Nicola Davies, une juge à la Cour d’appel.
Nicola Davies, une juge à la Cour d’appel oeuvrant en Angleterre, a avoué à sa collègue Heather Hallett dans le podcast Judiciary UK, qu’elle avait détesté étudier le droit à l’Université.

À l’époque, la magistrate aurait plutôt préféré étudier l’anglais ou l’histoire.

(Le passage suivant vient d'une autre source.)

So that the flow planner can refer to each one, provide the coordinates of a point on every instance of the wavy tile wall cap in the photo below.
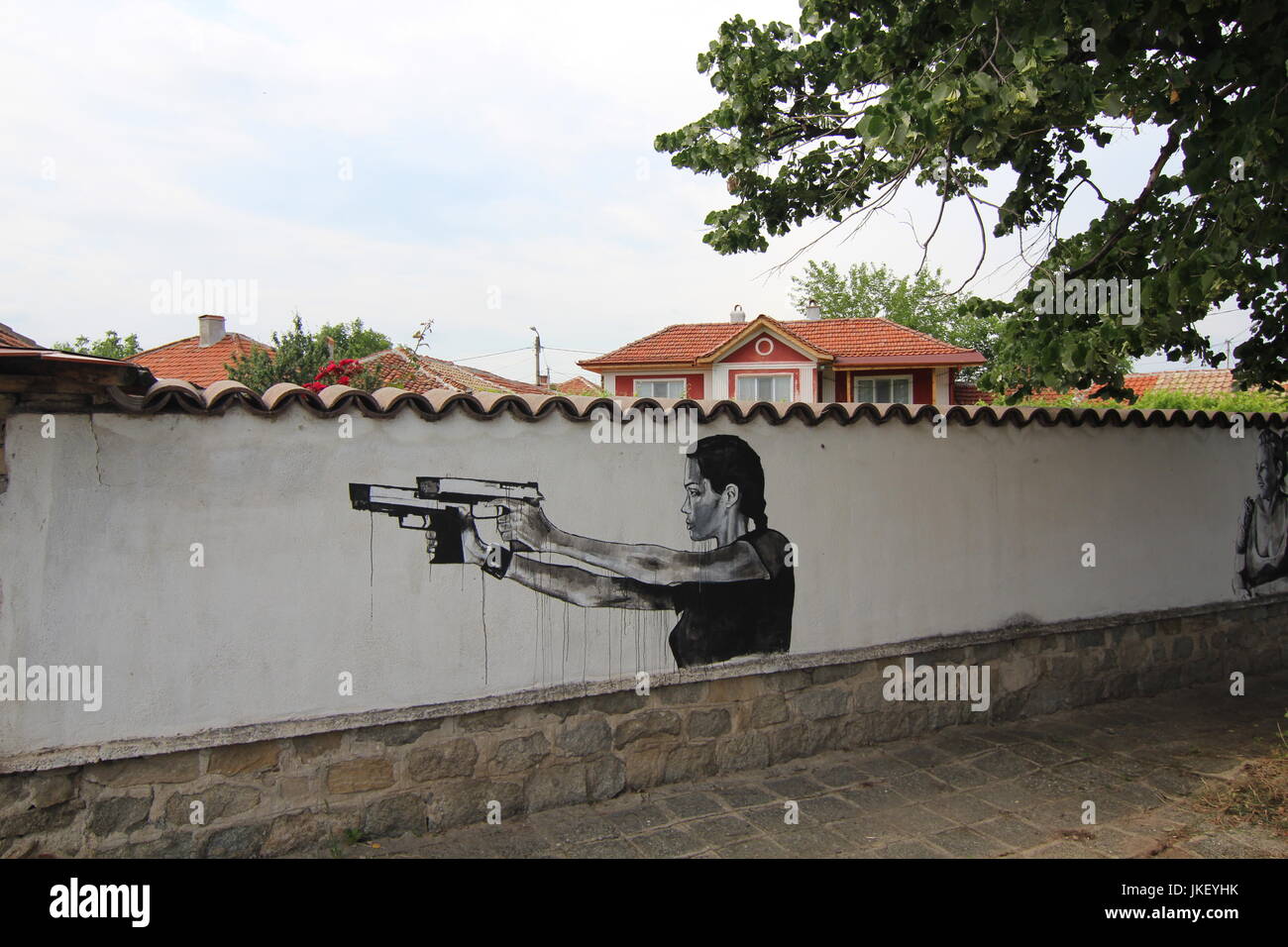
(387, 402)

« Si je pouvais conseiller l’adolescente que j’étais, je lui dirais d’étudier en histoire ou en anglais. Je ne réalisais pas que je pouvais étudier en autre chose que le droit, puis finalement devenir avocate », a-t-elle expliqué.

Un détour

Lors d’un discours à la Chartered Institute of Legal Executives, Davies explique avoir postulé pour un emploi chez Unilever après ses études à Birmingham. À ce moment, un cadre de l’entreprise lui avait conseillé de demeurer dans le domaine du droit.

Elle ne l’avait pas écouté, en abandonnant le droit pour oeuvrer dans le domaine de la finance.

Plus tard, l’étudiante a complété son Barreau, se spécialisant en droit médical, représentant même le tueur en série Harold Shipman.

Le syndrome de l’imposteur

Lors du podcast tenu dans le cadre de la journée internationale des droits des femmes, les deux juges ont avoué souffrir du syndrome de l’imposteur.

Elles estiment que celui-ci n’échappe pas aux femmes, et même aux juges les plus chevronnées!

« Je suis convaincue que la confiance est très importante pour une carrière réussie. Je suis étonnée que vous et moi ayons des collègues féminines qui parlent encore de souffrir du syndrome de l'imposteur. Pourtant, nous n'avons pas de collègues masculins qui l’ont », a illustré la juge Hallett.

Davies a ajouté qu’elle avait déjà dû composer avec des problèmes de confiance en soi, et que les hommes étaient meilleurs pour « faire semblant » d’être confiants.